A few days after the broadcast of the chronicle on KOHA, in which Sheremet Sejdiu had confessed about the day his four sons were murdered, the Institute for War Crimes in Kosovo received his testimony about everything he saw and experienced during the war.

Blerim Halili, head of the Academic Research Division at the IKKL, said that Sejdiu's confession will serve to document the war crimes that were committed in Kosovo.

"Uncle Sheremet's confession will undoubtedly be preserved in the institute's archive, with the highest state protocols, and will serve in the future for future generations as a basis, as an important reference for the development of various research on the crimes committed by Serbia in Kosovo," Halili emphasized.

He said that the time gap since the war period represents one of the main challenges in this process.

"The institute does not rely solely on one source of information, but the interviews, although they do not have the quality or sufficient details as we would have had in, for example, 2000 or 2005 when the period was closer to the war, nevertheless even now that we are conducting them, they have a special weight and they are combined with other information that the institute possesses," he said.
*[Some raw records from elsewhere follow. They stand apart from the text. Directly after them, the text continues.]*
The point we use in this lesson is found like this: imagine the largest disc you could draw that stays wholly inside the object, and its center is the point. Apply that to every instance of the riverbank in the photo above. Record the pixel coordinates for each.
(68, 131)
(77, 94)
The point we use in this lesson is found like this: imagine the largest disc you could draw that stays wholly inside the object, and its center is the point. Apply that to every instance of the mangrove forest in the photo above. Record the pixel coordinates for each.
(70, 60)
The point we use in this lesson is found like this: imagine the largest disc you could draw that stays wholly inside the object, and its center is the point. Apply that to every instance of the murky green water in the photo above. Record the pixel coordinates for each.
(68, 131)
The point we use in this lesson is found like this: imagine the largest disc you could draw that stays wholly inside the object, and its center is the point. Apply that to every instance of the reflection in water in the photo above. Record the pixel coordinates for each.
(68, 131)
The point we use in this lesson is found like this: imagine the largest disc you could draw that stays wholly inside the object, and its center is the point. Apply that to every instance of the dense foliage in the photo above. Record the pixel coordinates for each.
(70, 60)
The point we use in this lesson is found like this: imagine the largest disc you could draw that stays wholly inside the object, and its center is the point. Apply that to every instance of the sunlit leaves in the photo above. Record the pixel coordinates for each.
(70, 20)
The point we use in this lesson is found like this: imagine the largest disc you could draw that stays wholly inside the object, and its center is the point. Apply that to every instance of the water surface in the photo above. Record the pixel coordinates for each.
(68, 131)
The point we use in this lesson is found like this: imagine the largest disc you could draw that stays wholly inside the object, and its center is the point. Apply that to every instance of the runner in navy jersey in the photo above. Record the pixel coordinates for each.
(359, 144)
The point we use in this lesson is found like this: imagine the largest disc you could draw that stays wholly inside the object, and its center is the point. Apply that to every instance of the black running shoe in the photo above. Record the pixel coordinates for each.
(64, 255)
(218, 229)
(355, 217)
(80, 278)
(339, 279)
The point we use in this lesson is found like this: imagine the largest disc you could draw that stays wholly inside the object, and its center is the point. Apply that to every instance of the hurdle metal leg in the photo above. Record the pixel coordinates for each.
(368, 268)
The Institute for War Crimes is also awaiting testimony from the wife of Sheremet Sejdiu's eldest son, who was present when Serbian forces killed his four sons. It is also expected to conduct further interviews with citizens in Likoshane and Qirez, where 28 years ago Serbian police killed unarmed women, elderly men, and young men in their backyards.

The massacre in Likoshane and Qirez, in which 24 people were killed, is the first of those that the Serbian state committed in Kosovo during the war of 1998 and 1999.